Cradick TJ, Fine EJ, Antico CJ, Bao G - Nucleic Acids Res. (2013)

Bottom Line: The ability to precisely modify endogenous genes can significantly facilitate biological studies and disease treatment, and the clustered regularly interspaced short palindromic repeats (CRISPR) systems have the potential to be powerful tools for genome engineering.We found that the repair of the on-and off-target cleavage resulted in a wide variety of insertions, deletions and point mutations.Therefore, CRISPR/Cas9 systems need to be carefully designed to avoid potential off-target cleavage sites, including those with mismatches to the 12-bases proximal to the guide strand protospacer-adjacent motif.

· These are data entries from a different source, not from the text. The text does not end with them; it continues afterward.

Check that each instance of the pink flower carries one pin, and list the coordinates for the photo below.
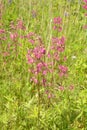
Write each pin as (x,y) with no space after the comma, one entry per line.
(85,1)
(85,27)
(20,25)
(32,41)
(5,54)
(85,6)
(13,36)
(61,88)
(57,20)
(71,87)
(2,31)
(63,70)
(30,60)
(34,80)
(44,72)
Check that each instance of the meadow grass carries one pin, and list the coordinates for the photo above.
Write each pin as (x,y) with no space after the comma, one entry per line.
(67,110)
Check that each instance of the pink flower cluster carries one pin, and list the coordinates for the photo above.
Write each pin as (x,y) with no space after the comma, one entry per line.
(57,21)
(58,44)
(85,7)
(62,70)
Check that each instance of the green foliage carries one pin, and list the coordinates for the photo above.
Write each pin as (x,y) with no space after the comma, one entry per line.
(18,98)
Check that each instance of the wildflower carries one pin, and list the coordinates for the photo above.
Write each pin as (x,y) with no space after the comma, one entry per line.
(63,70)
(2,31)
(61,88)
(57,20)
(71,87)
(85,1)
(34,80)
(85,6)
(13,36)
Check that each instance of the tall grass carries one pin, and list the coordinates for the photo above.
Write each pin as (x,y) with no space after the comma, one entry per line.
(67,110)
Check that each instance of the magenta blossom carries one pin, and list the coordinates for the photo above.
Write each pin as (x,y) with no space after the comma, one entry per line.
(57,20)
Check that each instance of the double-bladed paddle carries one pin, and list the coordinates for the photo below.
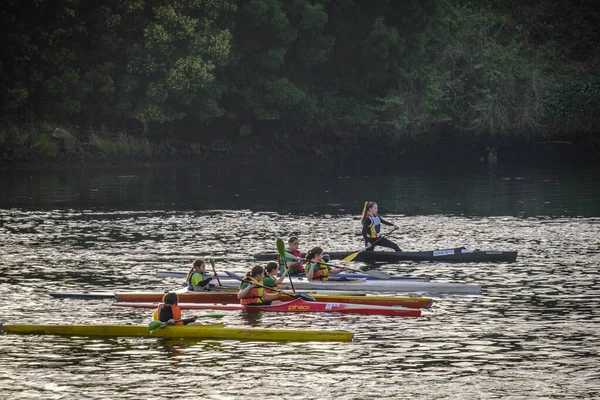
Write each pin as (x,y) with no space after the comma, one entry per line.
(296,295)
(159,324)
(281,251)
(373,273)
(355,254)
(212,263)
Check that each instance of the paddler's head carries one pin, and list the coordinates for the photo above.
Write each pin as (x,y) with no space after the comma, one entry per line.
(272,268)
(293,243)
(199,265)
(257,272)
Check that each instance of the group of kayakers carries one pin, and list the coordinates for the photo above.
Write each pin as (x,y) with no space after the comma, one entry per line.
(262,285)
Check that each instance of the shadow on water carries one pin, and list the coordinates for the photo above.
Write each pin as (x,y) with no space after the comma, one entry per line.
(322,188)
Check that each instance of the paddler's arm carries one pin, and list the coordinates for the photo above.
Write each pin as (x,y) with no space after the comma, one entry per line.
(282,277)
(244,291)
(387,223)
(206,281)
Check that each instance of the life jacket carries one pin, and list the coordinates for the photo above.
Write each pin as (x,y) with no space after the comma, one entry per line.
(375,226)
(321,273)
(291,255)
(269,288)
(205,288)
(254,295)
(176,313)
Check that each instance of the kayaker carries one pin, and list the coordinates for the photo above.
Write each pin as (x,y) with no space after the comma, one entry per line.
(292,254)
(316,269)
(197,278)
(170,313)
(371,223)
(251,290)
(271,280)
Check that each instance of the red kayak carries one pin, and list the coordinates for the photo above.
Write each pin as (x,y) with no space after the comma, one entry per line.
(297,305)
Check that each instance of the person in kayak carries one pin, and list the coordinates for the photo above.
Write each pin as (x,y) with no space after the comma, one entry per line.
(170,313)
(271,280)
(316,269)
(371,223)
(291,262)
(252,291)
(197,278)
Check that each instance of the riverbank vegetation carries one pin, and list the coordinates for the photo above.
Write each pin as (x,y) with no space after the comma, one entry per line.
(148,79)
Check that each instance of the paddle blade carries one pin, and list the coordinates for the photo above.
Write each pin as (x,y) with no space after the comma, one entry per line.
(378,274)
(233,276)
(155,325)
(351,257)
(281,248)
(306,297)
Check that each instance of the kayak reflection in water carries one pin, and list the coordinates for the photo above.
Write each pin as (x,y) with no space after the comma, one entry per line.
(316,269)
(197,278)
(252,291)
(170,313)
(371,223)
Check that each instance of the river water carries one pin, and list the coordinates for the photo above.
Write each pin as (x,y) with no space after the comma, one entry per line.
(534,332)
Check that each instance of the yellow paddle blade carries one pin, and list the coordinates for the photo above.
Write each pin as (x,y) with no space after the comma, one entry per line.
(351,257)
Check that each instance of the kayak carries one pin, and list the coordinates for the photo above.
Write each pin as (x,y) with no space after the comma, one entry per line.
(459,254)
(183,274)
(379,285)
(296,305)
(217,332)
(220,297)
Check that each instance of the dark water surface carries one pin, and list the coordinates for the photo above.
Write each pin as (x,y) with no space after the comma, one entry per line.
(533,333)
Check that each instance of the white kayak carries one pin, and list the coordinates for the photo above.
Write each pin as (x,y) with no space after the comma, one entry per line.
(183,274)
(372,285)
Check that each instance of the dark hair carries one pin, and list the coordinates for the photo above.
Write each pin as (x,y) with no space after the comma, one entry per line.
(272,266)
(171,298)
(257,269)
(197,263)
(313,252)
(367,207)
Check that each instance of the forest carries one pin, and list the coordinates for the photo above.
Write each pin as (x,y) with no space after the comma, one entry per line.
(150,79)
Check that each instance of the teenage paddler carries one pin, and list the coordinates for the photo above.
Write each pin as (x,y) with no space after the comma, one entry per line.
(169,311)
(371,228)
(251,290)
(316,269)
(293,260)
(197,278)
(271,280)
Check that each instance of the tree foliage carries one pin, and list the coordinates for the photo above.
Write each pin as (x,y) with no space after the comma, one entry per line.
(387,67)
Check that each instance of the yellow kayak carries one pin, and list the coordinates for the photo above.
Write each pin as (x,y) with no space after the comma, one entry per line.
(215,331)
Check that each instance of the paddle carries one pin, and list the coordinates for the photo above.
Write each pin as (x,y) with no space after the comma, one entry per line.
(158,324)
(212,263)
(302,296)
(355,254)
(281,251)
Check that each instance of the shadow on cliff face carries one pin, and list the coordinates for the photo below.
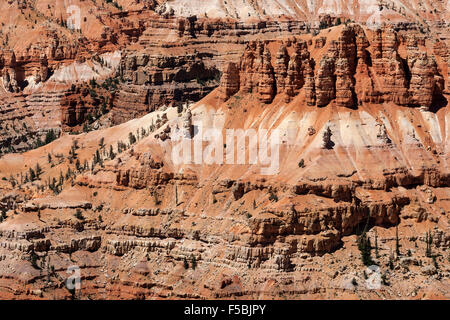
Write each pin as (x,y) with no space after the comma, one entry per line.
(439,102)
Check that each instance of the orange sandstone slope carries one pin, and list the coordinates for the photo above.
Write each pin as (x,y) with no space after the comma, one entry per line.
(363,125)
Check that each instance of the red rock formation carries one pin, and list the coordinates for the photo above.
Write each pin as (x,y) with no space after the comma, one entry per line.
(229,84)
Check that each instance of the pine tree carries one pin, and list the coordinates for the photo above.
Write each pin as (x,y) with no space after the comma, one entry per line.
(365,248)
(397,242)
(428,240)
(376,245)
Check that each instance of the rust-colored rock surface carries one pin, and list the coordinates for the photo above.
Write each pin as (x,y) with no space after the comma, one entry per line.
(98,169)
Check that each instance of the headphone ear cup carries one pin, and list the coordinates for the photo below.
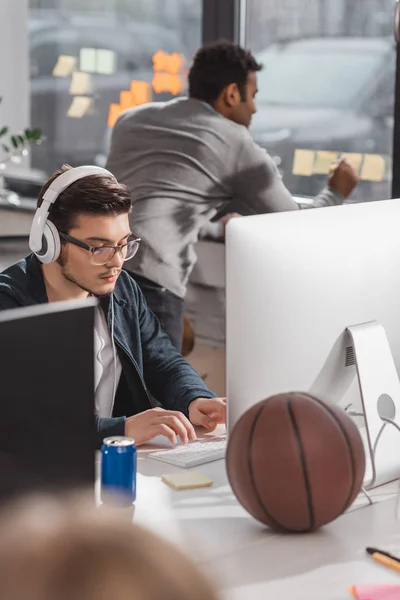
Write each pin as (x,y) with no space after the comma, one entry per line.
(51,244)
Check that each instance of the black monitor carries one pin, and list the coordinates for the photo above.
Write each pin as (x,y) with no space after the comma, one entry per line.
(47,431)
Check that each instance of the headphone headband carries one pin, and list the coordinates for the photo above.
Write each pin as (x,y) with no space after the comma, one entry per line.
(44,239)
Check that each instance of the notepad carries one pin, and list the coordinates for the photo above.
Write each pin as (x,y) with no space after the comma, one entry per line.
(187,481)
(376,592)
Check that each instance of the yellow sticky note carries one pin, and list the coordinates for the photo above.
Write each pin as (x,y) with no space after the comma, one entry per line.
(374,167)
(187,481)
(303,162)
(80,106)
(354,158)
(324,161)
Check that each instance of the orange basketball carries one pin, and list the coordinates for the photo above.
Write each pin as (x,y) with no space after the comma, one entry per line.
(295,462)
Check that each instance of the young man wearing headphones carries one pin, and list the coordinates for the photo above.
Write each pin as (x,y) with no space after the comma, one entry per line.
(80,238)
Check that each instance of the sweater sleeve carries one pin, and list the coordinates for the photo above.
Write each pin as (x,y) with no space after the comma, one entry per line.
(258,183)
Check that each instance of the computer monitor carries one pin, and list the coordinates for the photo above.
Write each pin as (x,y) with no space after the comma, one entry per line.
(313,304)
(47,434)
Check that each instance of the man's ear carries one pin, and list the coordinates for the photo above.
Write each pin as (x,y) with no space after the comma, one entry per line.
(231,95)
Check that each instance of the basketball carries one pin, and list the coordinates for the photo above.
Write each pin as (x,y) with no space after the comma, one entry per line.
(295,462)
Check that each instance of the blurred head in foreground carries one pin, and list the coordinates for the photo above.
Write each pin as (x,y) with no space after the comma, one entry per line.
(66,549)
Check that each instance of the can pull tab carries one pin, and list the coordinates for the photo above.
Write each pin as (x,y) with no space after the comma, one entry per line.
(397,22)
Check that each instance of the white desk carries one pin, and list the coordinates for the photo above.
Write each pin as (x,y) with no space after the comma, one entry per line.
(248,561)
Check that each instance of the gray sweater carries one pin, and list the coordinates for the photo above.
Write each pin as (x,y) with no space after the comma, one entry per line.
(183,162)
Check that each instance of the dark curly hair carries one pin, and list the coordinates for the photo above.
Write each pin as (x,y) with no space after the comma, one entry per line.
(216,66)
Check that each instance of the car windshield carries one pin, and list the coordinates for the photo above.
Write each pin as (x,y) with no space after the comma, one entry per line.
(315,77)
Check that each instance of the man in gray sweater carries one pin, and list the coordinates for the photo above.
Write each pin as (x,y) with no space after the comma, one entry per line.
(185,160)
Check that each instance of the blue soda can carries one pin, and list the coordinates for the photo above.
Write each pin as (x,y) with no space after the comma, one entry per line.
(118,470)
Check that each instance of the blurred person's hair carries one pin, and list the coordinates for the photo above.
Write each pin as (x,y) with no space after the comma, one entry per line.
(67,549)
(215,66)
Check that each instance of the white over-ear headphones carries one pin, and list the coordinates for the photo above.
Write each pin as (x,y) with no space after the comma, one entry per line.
(44,239)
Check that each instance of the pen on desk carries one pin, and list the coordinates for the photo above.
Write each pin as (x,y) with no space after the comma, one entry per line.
(385,559)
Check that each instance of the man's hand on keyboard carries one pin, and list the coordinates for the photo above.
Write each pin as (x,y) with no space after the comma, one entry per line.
(208,412)
(158,421)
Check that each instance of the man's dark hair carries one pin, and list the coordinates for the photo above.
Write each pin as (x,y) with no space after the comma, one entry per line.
(216,66)
(91,195)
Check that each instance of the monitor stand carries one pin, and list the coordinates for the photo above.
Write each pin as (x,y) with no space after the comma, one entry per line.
(363,351)
(380,399)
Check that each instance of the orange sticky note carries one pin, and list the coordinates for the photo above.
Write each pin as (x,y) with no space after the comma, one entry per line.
(376,592)
(114,112)
(141,92)
(126,99)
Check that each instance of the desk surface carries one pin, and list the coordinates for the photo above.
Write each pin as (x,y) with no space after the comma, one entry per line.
(248,561)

View Article: PubMed Central - PubMed

Affiliation: Department of Biomedical Engineering, Georgia Institute of Technology and Emory University, Atlanta, GA 30332, USA.

ABSTRACT
The ability to precisely modify endogenous genes can significantly facilitate biological studies and disease treatment, and the clustered regularly interspaced short palindromic repeats (CRISPR) systems have the potential to be powerful tools for genome engineering. However, the target specificity of CRISPR systems is largely unknown. Here we demonstrate that CRISPR/Cas9 systems targeting the human hemoglobin β and C-C chemokine receptor type 5 genes have substantial off-target cleavage, especially within the hemoglobin δ and C-C chemokine receptor type 2 genes, respectively, causing gross chromosomal deletions. The guide strands of the CRISPR/Cas9 systems were designed to have a range of mismatches with the sequences of potential off-target sites. Off-target analysis was performed using the T7 endonuclease I mutation detection assay and Sanger sequencing. We found that the repair of the on-and off-target cleavage resulted in a wide variety of insertions, deletions and point mutations. Therefore, CRISPR/Cas9 systems need to be carefully designed to avoid potential off-target cleavage sites, including those with mismatches to the 12-bases proximal to the guide strand protospacer-adjacent motif.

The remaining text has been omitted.